Scientific classification
- Kingdom: Plantae
- Clade: Tracheophytes
- Clade: Angiosperms
- Clade: Eudicots
- Clade: Asterids
- Order: Ericales
- Family: Ericaceae
- Genus: Leucopogon
- Species: L. newbeyi
- Binomial name: Leucopogon newbeyi Hislop

= Leucopogon newbeyi =

- Genus: Leucopogon
- Species: newbeyi
- Authority: Hislop
- Conservation status: P3

Species of plant

Leucopogon newbeyi is a species of flowering plant in the heath family Ericaceae and is endemic to a small area in the southwest of Western Australia. It is an erect shrub with densely hairy young branchlets, linear to narrowly elliptic or narrowly egg-shaped leaves and erect, compact clusters of 7 to 17 white, bell-shaped flowers mainly on the ends of branches.

==Description==
Leucopogon newbeyi is an erect shrub that typically grows up to about 90 cm high and 70 cm wide, its young branchlets densely covered with straight or curved hairs. The leaves are spirally arranged, linear to narrowly elliptic or narrowly egg-shaped, 3.2–8.4 mm long and 0.8–1.5 mm wide on a yellowish petiole 0.3–0.6 mm long. The edges of the leaves are usually turned down or rolled under, the upper surface glabrous and lower surface hairy but sometimes concealed. The flowers are arranged in groups of 7 to 17, mainly on the ends of branchlets, with egg-shaped bracts 1.3–1.9 mm long, and egg-shaped bracteoles 1.6–2.5 mm long. The sepals are egg-shaped or narrowly egg-shaped and 2.0–3.1 mm long. The petals are white and joined at the base to form a bell-shaped or broadly bell-shaped tube 1.1–1.8 mm long, the lobes widely spreading and curved backwards, 1.7–2.5 mm long and densely bearded. Flowering mainly occurs in July and August and the fruit is an elliptic or oval drupe 2.0–2.4 mm long.

==Taxonomy and naming==
Leucopogon newbeyi was first formally described in 2012 by Michael Clyde Hislop in the journal Nuytsia from specimens he collected near Ongerup in 2011. The specific epithet (newbeyi) honours Kenneth Newbey.

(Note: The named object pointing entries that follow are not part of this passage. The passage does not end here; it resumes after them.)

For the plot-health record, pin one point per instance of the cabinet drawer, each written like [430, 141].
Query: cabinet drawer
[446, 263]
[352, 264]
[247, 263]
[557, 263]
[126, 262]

==Distribution and habitat==
This leucopogon grows in the understorey of mallee woodland and occurs in a narrow band from near Nyabing to south of Ongerup in the Mallee bioregion of south-western Western Australia.

==Conservation status==
Leucopogon newbeyi is listed as "Priority Three" by the Government of Western Australia Department of Biodiversity, Conservation and Attractions, meaning that it is poorly known and known from only a few locations but is not under imminent threat.